Akşam olmuş ve ben hafif yorulmuşum. Yalnız eskisi gibi değil artık, evde yapmam gereken ne varsa kızımla yapıyorum, ayaklarımı uzatıyorum, onunla oyun da oynuyorum ama yeri geliyor o oynarken 3-5 sayfa da olsa kitap okuyorum. Kısaca, kızımla düzenli hayatı kurduk artık, gereksiz koşturmacalar ve yıpranmacalar yok. Yemeklerimiz eğlenceli geçiyor, uyku vakitlerimizde genellikle birlikte uykudayız. Sabah da saat 8 civarı kalkıyoruz ve ben çok geç yatmadıysam bu da sorun olmuyor.

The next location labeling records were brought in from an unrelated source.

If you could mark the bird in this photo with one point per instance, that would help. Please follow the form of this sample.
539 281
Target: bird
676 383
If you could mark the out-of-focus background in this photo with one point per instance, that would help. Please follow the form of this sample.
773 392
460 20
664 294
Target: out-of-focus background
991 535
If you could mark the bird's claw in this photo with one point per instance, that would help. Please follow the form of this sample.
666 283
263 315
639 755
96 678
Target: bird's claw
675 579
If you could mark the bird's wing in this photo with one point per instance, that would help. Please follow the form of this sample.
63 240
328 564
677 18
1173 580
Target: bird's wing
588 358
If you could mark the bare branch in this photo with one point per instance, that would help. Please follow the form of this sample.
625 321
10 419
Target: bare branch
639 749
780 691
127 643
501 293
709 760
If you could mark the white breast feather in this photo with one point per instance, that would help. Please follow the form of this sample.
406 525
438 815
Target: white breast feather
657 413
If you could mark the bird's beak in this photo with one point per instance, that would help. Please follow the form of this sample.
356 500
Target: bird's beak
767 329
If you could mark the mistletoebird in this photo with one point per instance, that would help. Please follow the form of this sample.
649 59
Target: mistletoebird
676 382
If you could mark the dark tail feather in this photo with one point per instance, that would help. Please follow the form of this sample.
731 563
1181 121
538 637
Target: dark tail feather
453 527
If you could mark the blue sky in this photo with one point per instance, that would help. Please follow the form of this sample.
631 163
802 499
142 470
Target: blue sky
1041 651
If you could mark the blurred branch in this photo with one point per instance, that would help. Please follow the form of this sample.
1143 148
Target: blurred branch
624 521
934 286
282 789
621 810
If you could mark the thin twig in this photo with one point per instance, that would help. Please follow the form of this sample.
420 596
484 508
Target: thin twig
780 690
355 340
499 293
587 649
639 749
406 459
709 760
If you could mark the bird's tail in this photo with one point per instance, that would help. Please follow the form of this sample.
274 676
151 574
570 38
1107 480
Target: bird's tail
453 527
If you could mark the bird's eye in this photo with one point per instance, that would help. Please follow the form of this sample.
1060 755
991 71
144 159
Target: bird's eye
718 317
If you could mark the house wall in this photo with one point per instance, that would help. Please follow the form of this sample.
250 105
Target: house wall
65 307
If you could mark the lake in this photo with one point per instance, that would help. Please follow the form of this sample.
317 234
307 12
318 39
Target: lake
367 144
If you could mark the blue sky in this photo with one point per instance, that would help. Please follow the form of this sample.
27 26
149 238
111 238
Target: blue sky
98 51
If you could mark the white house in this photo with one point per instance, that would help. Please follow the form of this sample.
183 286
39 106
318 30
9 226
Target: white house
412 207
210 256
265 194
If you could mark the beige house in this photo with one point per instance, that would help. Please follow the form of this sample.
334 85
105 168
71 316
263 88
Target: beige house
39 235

Ne diyordum? Her şeye rağmen yoruluyorum tabi sonuçta evde oyunu, telaşı ve merakı hiç bitmeyen bir çocuk var. TV kavramı da olmayınca anne-kız diz dizeyiz. Bazen sitede gezmeye çıkıyoruz, bazen yakınlardaki AVM'ye gidiyoruz tabi en çok kızım eğleniyor. Malum hamilelikten dolayı, çok esnek ve enerjik değilim. Yürürken bile belli bir hız limitim var.
En başta ne diyordum? Yoruluyorum dedim ya biraz da olsa, eşim gelsin diye beklemeye başlıyorum. Hani o gelsin ve kızımla biraz ilgilensin de, bende biraz çocuksuz, biraz yalnız, biraz "Nurefşan" düşüncesinden sıyrılmış olarak kalayım.
Eşim geliyor ve kızım baba diye koşuyor kapıya. Baba-kız bir sarılıyor ki bu manzara bende dinlenme isteği ve yorgunluk bırakmıyor. Dünyanın en şahane manzarasını getirseler değişmem buna, onlar öyle saatlerce dursa bende öyle saatlerce bıkmadan seyrederim o sahneyi.
Mutluluğun resmini, cismini uzaklarda aramama gerek yok. Mutluluk açılan kapının ardındaki bir kucaklayışta gizli, dudağımda sonsuz şükürler ve tek bir dua; beni bu sahneyi seyretme lüksünden asla alıkoyma Allah'ım.
3 yorum:
Harika... Paylaşımlarınız için tebrikler ve teşekkürler. :)
Şükürler olsun... Bugünlerde daha sık şükreder oldum.